Policing issues are not the same. The ‘mild’ street crime doesn’t stop if the only person that turns up can’t do anything about it. And the major stuff can’t be spotted if the real officers are not around as a matter of routine. That is the harm of trying to do it cheaply.
Medicine is actually a better analogy than electrical work. Yes, doctors can be a bit precious. But if you keep being sent to a nurse when you have a tummy bug, you’ll be told it’s just a virus, get some rest, have some biscuits and plenty of water. 95% of the time, they’ll be right. The other 5% will continue wasting away until they collapse and are rushed to casualty…
Go to a good GP and they’ll see the ongoing history of tummy upsets, the thin arms, the disproportionate tummy, the pale complexion, the anaemia, then diagnose Coeliac disease and tell you never to eat a biscuit again. (for example!)
Or another analogy – 99.9% of transatlantic flights are wholly routine. So we don’t need a fully qualified pilot, surely?
Why is volunteering unacceptable and morally wrong? If Specials were paid there would then be all sorts of perverse incentives. If Specials want to do a demanding high-risk job for nothing then more fool them! Why do you want to stop them?
Remember Peel’s maxim that the Police are just doing full time what everyone ought to be doing anyway. Surely Specials are just formalising that?
Also think about paying Specials, then the government would put a limit on the number because of costs so again you would have fewer officers on the street not more. Or do you think the Police budget should be effectively unlimited?
“Why is volunteering unacceptable and morally wrong? “
It’s not the volunteering – it’s the fact the Government says ‘Whee! Copperin’ on the cheap!’…
“do you think the Police budget should be effectively unlimited?”
No. But get rid of all the ‘diversity officers’, ‘crime co-ordinators’, ‘citizen’s outreach officers’ and the other non-jobs, and you could pay for a hell of a lot more real coppers.
I agree with you, JuliaM.
I’ve always sort of had the suspicion that we use Specials to keep the regular Police aware that they shouldn’t get too bolshy over money as look! There are people who will do the job for free! Which is genius, but we should recognise what it is!
Patently..We will have to disagree. but the shopping centres I visit have between 6 and 50 security guards each. With in-house training and only a heavy radio and a sort of majorette uniform they manage to keep order and deal effectively with crime, accident, annoyance and illness. Evacuation,security,first aid, restrictions codes of conduct and parking.

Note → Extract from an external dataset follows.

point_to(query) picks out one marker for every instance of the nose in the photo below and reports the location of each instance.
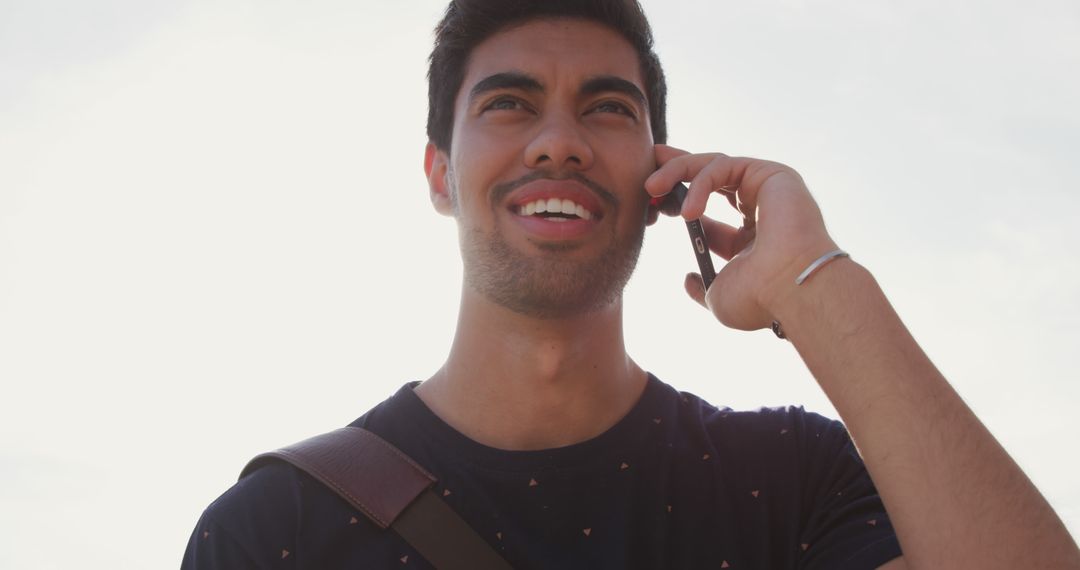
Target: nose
(559, 144)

The Private sector pays for them because the police stopped coming.
That is the danger trend. Private Police walking the streets.Private police in gated areas. Private Police in retail parks.
Who would want that?
“Libertarians”.
Did Labour invent the Special Constabulary? No. Could Specials ever replace the regular force? No. There are something like 30,000 regular officers in London and 3000 Specials doing on average two shifts a month. They add a little bit of extra coverage there is absolutely no way that they could cover London if the regular officers went on strike or whatever.

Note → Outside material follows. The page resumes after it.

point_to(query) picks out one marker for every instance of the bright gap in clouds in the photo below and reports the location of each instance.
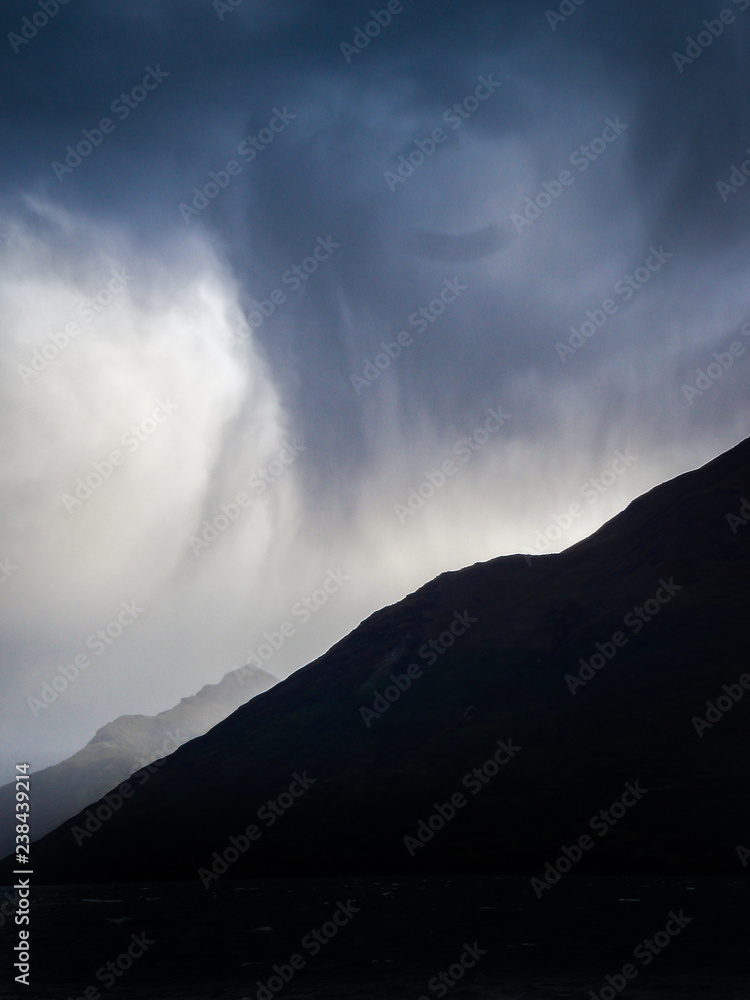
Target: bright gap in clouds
(162, 422)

I doubt many Specials sign up because they want to help Ms Smith keep her stats happy. Why would any government discourage people from volunteering?

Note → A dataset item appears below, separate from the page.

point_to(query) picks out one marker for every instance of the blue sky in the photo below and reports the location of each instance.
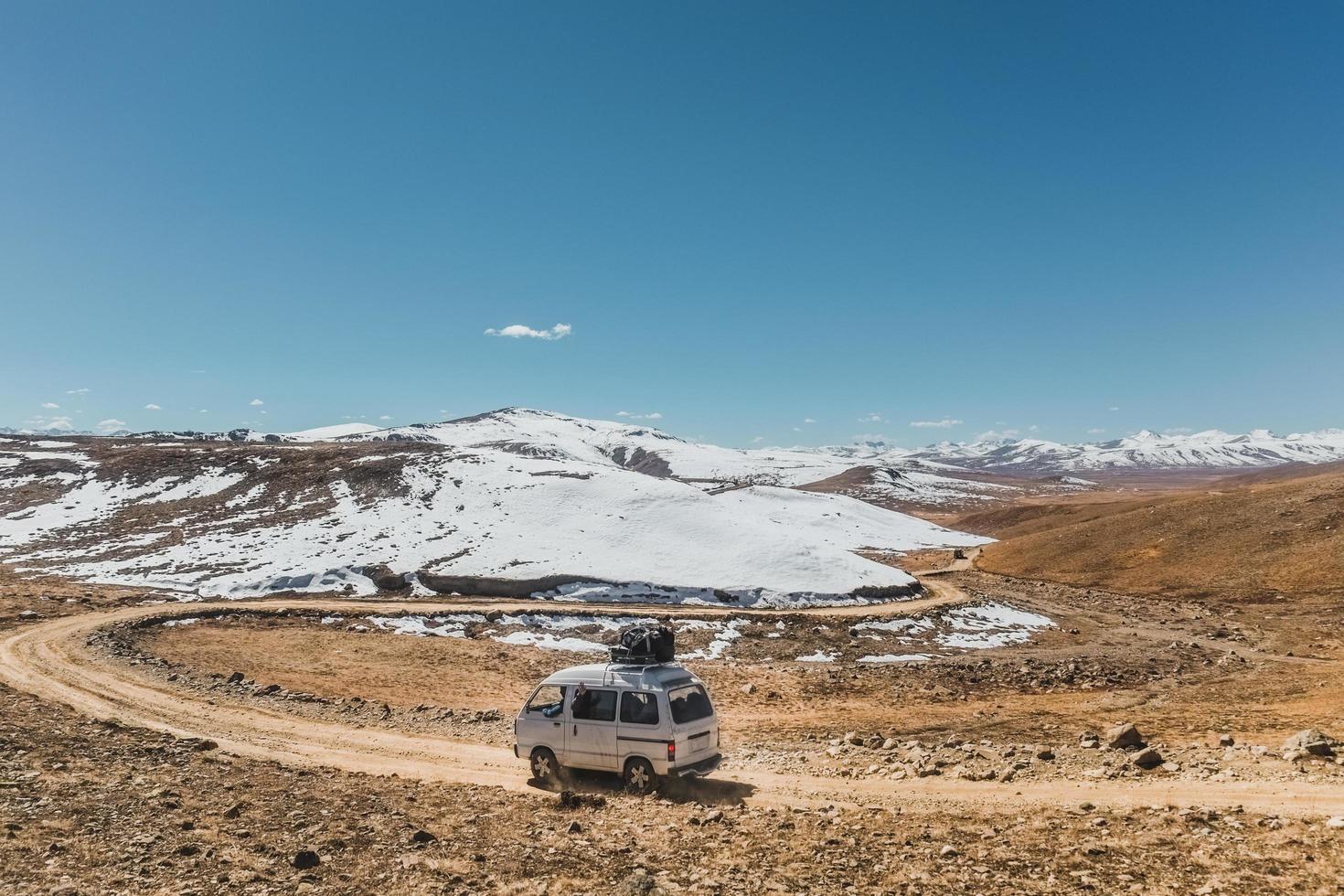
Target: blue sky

BE, of course they’re aren’t enough to cover the full-time force, and I would hate to see people not volunteer, but the point of this post was to point out that the government is placing an increasingly heavy reliance on people who either (a) don’t get paid very much – PCSOs, or (b) don’t get paid at all – Specials.
In my opinion, this is because the government is deliberately squeezing police authority budgets, which is forcing the police to use more PCSOs and Specials because they are cheaper. Nothing you have said has addressed this concern. What would you say if the government starting cutting the education or healthcare budget and forced local councils to employ volunteer teachers and doctors? I wouldn’t criticise those who wished to volunteer for public service, but that doesn’t make it acceptable for the government to take advantage of their goodwill to save themselves some cash.